No âmbito social a teoria da ação comunicativa do filósofo alemão Jurgen Habermas, aborda a ideia de que o diálogo deve buscar consenso através da ética para a construção da sociedade. Nesse sentido, o diálogo não deve ser uma ferramenta de superioridade e etnocentrismo, fatores esses que indicam preconceito, uma vez necessita de respeito entre os envolvidos para que a comunicação não seja baseada em crenças individuais, mas sim firmada na adequação linguística indicado para cada ocasião social. Desse modo, a falta da teoria comunicativa de Habermas no Brasil pode ser confirmada pelo caso do médico brasileiro Guilherme Capel, que publicou em suas redes sociais uma crítica depreciativa a forma de como os pacientes se comunicavam, através da exposição das palavras, pneumonia e raio X, uma atitude preconceituosa e que desconsiderou as variantes da língua.

Ademais, a funcionalidade das instituições de ensino do Brasil frente à diversidade linguística do país pode intensificar atitudes de preconceito.

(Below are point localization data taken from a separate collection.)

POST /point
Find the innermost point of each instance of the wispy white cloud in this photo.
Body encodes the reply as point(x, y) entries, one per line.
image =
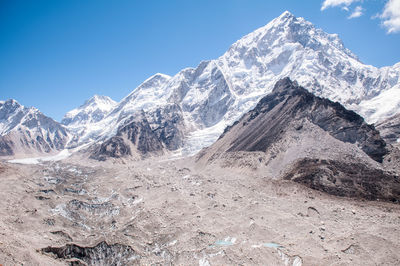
point(358, 12)
point(335, 3)
point(391, 16)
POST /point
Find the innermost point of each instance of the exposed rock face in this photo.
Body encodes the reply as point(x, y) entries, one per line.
point(101, 254)
point(346, 179)
point(114, 147)
point(26, 130)
point(136, 137)
point(290, 102)
point(292, 134)
point(390, 129)
point(92, 111)
point(169, 126)
point(218, 92)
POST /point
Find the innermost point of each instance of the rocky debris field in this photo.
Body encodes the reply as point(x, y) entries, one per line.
point(170, 212)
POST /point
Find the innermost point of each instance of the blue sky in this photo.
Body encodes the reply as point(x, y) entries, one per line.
point(56, 54)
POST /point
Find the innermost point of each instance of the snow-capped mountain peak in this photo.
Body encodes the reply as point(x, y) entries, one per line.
point(26, 130)
point(218, 92)
point(93, 110)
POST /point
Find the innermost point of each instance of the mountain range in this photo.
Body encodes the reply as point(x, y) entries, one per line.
point(189, 111)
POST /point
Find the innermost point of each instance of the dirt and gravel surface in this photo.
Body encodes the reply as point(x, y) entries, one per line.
point(161, 211)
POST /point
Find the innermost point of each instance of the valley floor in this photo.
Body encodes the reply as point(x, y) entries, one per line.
point(169, 212)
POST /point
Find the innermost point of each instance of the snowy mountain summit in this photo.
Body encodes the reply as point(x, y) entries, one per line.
point(26, 130)
point(92, 111)
point(217, 93)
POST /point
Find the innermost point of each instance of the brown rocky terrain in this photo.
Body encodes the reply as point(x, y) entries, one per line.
point(164, 211)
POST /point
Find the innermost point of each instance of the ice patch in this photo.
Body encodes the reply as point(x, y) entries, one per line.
point(60, 156)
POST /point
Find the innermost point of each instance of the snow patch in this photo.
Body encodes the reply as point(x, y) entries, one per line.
point(36, 160)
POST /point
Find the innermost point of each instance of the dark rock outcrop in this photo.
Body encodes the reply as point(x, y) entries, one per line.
point(390, 129)
point(289, 102)
point(346, 179)
point(294, 135)
point(168, 124)
point(101, 254)
point(136, 134)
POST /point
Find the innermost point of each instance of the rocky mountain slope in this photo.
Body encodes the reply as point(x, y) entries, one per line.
point(390, 129)
point(25, 131)
point(190, 110)
point(295, 135)
point(218, 92)
point(92, 111)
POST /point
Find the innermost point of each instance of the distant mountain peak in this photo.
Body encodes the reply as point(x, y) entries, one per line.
point(93, 110)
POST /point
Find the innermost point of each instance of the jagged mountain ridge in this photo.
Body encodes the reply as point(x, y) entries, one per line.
point(217, 92)
point(27, 131)
point(292, 134)
point(92, 111)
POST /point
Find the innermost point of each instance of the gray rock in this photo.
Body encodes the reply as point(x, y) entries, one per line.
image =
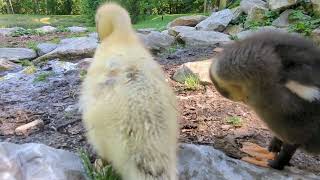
point(146, 30)
point(47, 29)
point(315, 35)
point(203, 38)
point(72, 48)
point(246, 5)
point(77, 29)
point(283, 20)
point(17, 54)
point(198, 68)
point(204, 162)
point(248, 33)
point(156, 41)
point(181, 74)
point(256, 14)
point(44, 48)
point(280, 4)
point(174, 31)
point(7, 31)
point(234, 29)
point(37, 161)
point(237, 12)
point(6, 65)
point(187, 21)
point(316, 6)
point(218, 21)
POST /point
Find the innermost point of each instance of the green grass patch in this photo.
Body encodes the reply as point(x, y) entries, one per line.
point(35, 21)
point(97, 173)
point(234, 121)
point(43, 76)
point(192, 82)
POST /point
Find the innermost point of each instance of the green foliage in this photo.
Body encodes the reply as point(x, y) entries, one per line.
point(234, 37)
point(302, 23)
point(192, 82)
point(35, 21)
point(43, 76)
point(234, 121)
point(104, 173)
point(240, 20)
point(233, 4)
point(62, 29)
point(23, 32)
point(26, 63)
point(268, 18)
point(32, 45)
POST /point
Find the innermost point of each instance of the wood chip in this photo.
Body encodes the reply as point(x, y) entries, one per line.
point(29, 128)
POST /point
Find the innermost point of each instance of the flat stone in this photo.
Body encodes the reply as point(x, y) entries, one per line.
point(29, 128)
point(17, 54)
point(246, 5)
point(203, 38)
point(275, 5)
point(77, 29)
point(146, 30)
point(156, 41)
point(37, 161)
point(218, 21)
point(7, 31)
point(44, 48)
point(47, 29)
point(175, 31)
point(187, 21)
point(72, 48)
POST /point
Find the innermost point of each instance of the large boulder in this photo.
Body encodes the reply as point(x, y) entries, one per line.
point(234, 29)
point(280, 4)
point(204, 162)
point(187, 21)
point(315, 35)
point(17, 54)
point(47, 29)
point(175, 31)
point(246, 5)
point(256, 14)
point(283, 20)
point(245, 34)
point(218, 21)
point(37, 161)
point(7, 31)
point(44, 48)
point(72, 48)
point(203, 38)
point(157, 41)
point(316, 6)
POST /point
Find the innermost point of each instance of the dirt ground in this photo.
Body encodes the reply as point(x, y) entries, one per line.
point(203, 114)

Isso pode ser relacionado com o pensamento do educador brasileiro Paulo Freire, que defende a ideia de que o oprimido precisa ter consciência de sua condição, de quem ou o que o oprime, assim esse oprimido pode ser relativo aos alunos que, no caso  se não receberem uma educação ampliada para promover essa consciência, esses não conseguirão discutir ou discordar com o opressor, que no caso seria o preconceito.Com isso, a escola deve ensinar não o certo ou o errado da língua, mas sim o português padrão em conjunto com as variantes linguísticas do país, com o objetivo de promover uma formação cultural e social do aluno.

Portanto, o Ministério da Educação intervir nas escolas do país, através de um projeto educacional que tenha o intuito de ampliar a temática das variantes da língua brasileira, através de fóruns de discussão nas salas de aula entre os discentes e os docentes, além de incluir nesses fóruns livros didáticos que possam ser analisados pelos alunos as variedades da língua, com o objetivo de promover o respeito. Além disso o MEC deve fornecer cursos aos professores para que ocorra uma capacitação e que eles possam compreender a forma mais eficaz de lecionar sobre o preconceito linguístico sem a imposição do certo ou o errado da língua, e sim demonstrar as adequações que devem ser feitas.